IL-6 plays an important role in the development of the acute phase response in various tissues via its broad proinflammatory actions (3, 4). Evidence obtained in studies of experimental animals and supported by data in humans suggests that excessive production of IL-6 is involved in the pathogenesis of acute pancreatitis. For example, in experimental acute pancreatitis, IL-6 has been reported to be associated with distant organ complications (5), and the aggravation of experimental acute pancreatitis was observed in IL-6 transgenic mice (6). In patients with acute pancreatitis, systemic complications are associated with increased IL-6 secretion by isolated peripheral blood monocytes (7). In other studies, serum IL-6 level is a specific and sensitive marker of development of pulmonary failure, and peak IL-6 levels were increased in severe and lethal acute pancreatitis as well as in multiple organ failure (8, 9, 10, 11, 12).

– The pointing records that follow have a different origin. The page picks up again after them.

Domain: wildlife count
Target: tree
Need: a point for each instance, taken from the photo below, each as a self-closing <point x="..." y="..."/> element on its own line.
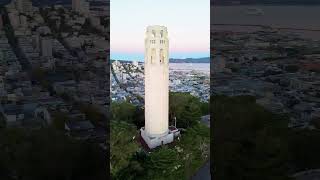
<point x="186" y="108"/>
<point x="249" y="142"/>
<point x="123" y="111"/>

We previously reported the isolation of human pancreatic periacinar myofibroblasts, which are located in the periacinar region of the normal human pancreas (13). These cells are characterized by expression of type I, III, and IV collagen, fibronectin, prolyl hydroxylase β, laminin, vimentin, nonmuscle myosin, and α-smooth muscle actin (13). In addition, we have recently demonstrated that these cells can secrete high amounts of IL-8, monocyte chemoattractant protein (MCP)3-1, and RANTES in response to the monocyte/macrophage-derived cytokines, IL-1β, and TNF-α (14). These cells are likely to be important not only in the regulation of acinar cell functions such as digestive enzyme secretion, but also in the induction of inflammatory responses in the pancreas.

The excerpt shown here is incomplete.